Ao ser criticado pelo prefeito de Goiânia, Paulo Garcia (PT), o prefeito de Anápolis, Antônio Gomide, que se apresenta como pré-candidato a governador de Goiás pelo PT, imediatamente procurou o ex-governador Iris Rezende. O motivo é prosaico: Gomide, como toda a torcida do Atlético, sabe que Iris é uma espécie de conselheiro de Paulo. A reação do prefeito goianiense, sugerindo que o PT deve compor com o PMDB, foi interpretada como uma sinalização de que a Articulação persiste em apoiar Iris Rezende para governador. Iris ou outro candidato do PMDB, que pode ser o empresário Júnior Friboi.

A conversa entre Iris e Go­mide foi “tranquila”. O objetivo do encontro foi “aparar” pos­síveis arestas. A tendência PT Pra Vencer, liderada pelo de­putado federal Rubens O­toni, fechou questão: Gomide é mesmo pré-candidato a governador. Na semana passada, os integrantes da direção do PT em Anápolis reuniram-se para reafirmar que o prefeito deve ser candidato a governador.

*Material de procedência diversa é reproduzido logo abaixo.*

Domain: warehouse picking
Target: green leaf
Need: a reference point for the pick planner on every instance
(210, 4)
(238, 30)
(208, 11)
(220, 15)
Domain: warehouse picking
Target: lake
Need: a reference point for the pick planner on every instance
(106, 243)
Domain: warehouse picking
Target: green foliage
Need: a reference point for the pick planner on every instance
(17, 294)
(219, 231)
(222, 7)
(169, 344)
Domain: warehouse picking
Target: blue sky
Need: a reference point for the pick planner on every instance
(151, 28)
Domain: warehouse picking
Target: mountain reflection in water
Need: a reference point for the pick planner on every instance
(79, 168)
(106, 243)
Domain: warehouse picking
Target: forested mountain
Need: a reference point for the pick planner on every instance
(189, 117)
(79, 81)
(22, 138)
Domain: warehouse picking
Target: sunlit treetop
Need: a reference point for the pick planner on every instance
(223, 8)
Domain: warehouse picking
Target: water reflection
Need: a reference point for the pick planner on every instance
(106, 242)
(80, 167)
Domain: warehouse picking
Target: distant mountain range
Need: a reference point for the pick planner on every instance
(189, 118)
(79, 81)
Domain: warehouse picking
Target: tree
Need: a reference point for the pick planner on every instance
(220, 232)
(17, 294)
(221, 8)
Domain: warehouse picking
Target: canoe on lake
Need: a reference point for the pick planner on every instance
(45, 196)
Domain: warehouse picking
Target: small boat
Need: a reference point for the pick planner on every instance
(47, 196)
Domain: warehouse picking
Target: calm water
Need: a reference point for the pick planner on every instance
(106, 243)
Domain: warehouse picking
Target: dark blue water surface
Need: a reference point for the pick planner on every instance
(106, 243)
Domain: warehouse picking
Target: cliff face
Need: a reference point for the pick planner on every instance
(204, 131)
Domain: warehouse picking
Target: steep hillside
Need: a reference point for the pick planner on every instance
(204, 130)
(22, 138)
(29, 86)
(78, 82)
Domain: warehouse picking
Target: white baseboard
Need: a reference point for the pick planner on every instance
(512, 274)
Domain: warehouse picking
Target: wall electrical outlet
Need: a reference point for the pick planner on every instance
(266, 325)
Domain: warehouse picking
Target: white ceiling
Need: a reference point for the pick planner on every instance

A partir de agora, o grupo de Rubens e Gomide vai elaborar um planejamento e vai conversar com integrantes de vários partidos da base da presidente Dilma Rousseff. Por que Gomide apareceu de maneira ostensiva, frisando que é candidato? A explicação é simples: o petista quer e precisa expor que planeja ser candidato a governador para que seu nome aos poucos passe a aparecer nas pesquisas de intenção de voto de mais maneira mais consistente.

Um peemedebista afirma que, na conversa com Iris, Gomide frisou que o PT, a tendência da qual parte, não é contra o PMDB e não pretende dividir as oposições. Na verdade, quer somar. Entretanto, o gomidismo sugere que o nome das oposições — leia-se PT e PMDB — não seja definido agora, e sim em março. Quem estiver mais bem posicionado, do PT ou do PMDB, será o candidato. Os petistas admitem apoiar aquele que agregar mais e estiver melhor nas pesquisas. “O fato é que não há ninguém definido. Júnior Friboi é o pré-candidato do PMDB? Teoricamente, sim. Na prática, há quem, no partido, aposte que o candidato será Iris Rezende. Se o PMDB tem dois nomes, e não definiu ne­nhum deles, por que o PT não po­de apresentar seu próprio pré-candidato?”, questiona um petista.

Outro petista disse ao Jornal Opção que o prefeito de Anápolis só vai se desincompatibilizar para disputar o governo do Estado. “Antônio Gomide não quer ser vice nem candidato a senador”, frisa.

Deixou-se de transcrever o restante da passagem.